System Design — Twitter Search
Design a system for implementing Search functionality for a site like Twitter
Similar Questions
- Design Autocomplete Search
- Design Google Search
- Design graph search for a social networking website
Functional Requirements
- Users must be able to search tweets— show the top 100 results.
- Search results need not be personalized i.e. it is expected that the same search query will return the same results for 2 different users, simulteneously querying the system.
- Search results should show the latest and trending tweets.
- Search results should be ranked in reverse chronological order.

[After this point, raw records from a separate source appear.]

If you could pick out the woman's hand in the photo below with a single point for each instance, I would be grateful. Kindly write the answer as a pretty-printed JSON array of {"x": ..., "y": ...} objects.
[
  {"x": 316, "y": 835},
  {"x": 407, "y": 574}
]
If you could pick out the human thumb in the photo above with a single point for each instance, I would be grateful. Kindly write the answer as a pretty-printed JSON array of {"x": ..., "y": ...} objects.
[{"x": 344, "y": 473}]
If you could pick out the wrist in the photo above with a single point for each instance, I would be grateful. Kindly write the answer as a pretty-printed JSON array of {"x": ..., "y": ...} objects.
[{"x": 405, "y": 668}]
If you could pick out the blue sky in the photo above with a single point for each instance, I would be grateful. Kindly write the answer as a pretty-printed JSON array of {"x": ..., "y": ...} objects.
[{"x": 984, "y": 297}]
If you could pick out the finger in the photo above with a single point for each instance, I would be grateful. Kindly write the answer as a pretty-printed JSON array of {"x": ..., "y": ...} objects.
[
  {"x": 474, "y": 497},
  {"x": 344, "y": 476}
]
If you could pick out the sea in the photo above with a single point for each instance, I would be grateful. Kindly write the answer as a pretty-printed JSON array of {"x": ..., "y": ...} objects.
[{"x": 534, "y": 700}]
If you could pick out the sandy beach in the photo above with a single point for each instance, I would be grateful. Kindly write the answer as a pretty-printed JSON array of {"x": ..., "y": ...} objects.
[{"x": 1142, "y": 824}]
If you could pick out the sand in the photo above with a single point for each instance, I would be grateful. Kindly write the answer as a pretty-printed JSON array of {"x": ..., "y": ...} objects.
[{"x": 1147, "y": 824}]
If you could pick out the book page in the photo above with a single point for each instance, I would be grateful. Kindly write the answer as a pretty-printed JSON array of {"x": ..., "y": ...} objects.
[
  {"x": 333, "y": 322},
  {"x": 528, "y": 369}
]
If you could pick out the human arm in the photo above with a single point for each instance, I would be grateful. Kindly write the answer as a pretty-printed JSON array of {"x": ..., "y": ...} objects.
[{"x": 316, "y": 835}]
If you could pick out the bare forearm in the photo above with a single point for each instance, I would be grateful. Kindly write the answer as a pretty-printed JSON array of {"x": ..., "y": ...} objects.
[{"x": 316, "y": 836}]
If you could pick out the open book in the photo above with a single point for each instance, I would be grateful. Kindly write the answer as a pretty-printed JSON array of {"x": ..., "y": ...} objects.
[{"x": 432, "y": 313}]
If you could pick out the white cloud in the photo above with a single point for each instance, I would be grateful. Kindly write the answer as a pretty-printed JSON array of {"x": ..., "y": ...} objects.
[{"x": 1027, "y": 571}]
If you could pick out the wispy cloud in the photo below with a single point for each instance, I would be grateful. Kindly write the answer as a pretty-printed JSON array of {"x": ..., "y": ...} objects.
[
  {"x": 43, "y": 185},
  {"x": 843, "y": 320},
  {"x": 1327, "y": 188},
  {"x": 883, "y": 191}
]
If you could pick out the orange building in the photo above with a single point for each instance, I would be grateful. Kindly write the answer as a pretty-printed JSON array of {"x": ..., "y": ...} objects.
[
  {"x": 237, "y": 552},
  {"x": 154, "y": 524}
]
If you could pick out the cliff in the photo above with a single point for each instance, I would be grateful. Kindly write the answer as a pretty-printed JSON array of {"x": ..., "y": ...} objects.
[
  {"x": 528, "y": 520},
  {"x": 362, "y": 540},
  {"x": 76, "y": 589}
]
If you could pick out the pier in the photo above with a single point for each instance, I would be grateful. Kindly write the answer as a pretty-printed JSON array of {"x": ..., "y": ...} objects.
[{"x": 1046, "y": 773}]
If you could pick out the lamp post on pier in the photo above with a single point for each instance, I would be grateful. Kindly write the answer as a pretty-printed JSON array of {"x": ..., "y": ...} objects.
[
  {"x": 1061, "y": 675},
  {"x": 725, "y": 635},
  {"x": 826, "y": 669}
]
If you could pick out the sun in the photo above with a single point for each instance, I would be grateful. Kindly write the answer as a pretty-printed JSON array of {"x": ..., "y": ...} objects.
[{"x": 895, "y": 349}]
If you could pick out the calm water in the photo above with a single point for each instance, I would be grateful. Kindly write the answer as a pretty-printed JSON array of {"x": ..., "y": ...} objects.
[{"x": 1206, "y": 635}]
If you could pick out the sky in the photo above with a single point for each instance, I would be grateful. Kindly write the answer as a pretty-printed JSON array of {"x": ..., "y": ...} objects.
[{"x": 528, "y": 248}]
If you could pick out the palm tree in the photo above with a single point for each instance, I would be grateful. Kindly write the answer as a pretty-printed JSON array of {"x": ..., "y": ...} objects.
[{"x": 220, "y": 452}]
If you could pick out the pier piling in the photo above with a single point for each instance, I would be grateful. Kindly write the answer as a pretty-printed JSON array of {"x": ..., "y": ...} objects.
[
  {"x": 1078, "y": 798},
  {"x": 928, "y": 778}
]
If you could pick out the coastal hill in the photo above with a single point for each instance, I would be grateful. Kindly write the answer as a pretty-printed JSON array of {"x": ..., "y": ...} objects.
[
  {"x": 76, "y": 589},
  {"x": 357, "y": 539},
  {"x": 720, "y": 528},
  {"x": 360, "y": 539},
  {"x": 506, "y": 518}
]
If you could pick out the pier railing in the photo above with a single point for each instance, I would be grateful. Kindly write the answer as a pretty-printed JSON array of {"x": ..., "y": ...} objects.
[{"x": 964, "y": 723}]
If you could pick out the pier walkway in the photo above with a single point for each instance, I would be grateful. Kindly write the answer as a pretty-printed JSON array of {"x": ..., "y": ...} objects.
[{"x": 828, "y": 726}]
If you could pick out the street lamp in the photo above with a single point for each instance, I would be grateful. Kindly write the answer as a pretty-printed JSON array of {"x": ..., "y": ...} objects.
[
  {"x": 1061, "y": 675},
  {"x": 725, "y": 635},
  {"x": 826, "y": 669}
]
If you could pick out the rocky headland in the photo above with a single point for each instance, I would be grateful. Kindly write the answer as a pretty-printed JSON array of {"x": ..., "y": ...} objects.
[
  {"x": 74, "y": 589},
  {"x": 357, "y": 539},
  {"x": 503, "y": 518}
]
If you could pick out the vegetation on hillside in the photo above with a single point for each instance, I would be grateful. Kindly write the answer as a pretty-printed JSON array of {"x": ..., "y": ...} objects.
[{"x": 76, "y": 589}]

Non Functional Requirements
- Availability — Search functionality should be always available
- Low Latency — Search results should be returned with very low latency (50ms)
- Reliability — Latest tweets should be available for search within 10s of creation.
Traffic and Throughput Requirements
- Number of DAU = 500 million
- Number of search queries per second = 1 million
- Average length of search queries = 10
- Number of tweets per second = 10K
- Peak number of tweets per second = 1 million
- Maximum length of tweets = 140 characters
The “On My Computer” Approach
Idea is to create an inverted index of the terms in the tweets mapping to the Tweet ids.
Assuming that we have a service for storing and retrieving tweets, when a new tweet comes in, first insert it into the tweet store, retrieve the tweet_id as well as the original tweet, then tokenize the tweet into words or terms.
Create a HashMap A: term -> [list of tweet_ids]
Update the list of tweet_ids by appending the latest tweet at the end of the list corresponding to the term.
For a given search query, again tokenize it into terms, lookup HashMap A to retrive multiple lists of tweet_ids, one corresponding to each term.
Then do an union operation on the tweet_ids and return 100 tweet_ids to the tweet service which will find the tweets corresponding to these tweets.
How to ensure time sorted list of tweets ?
The tweet_id is comprised of 2 components: UNIX Timestamp in Milliseconds (41 bits) + 10 bit auto-incrementing integer.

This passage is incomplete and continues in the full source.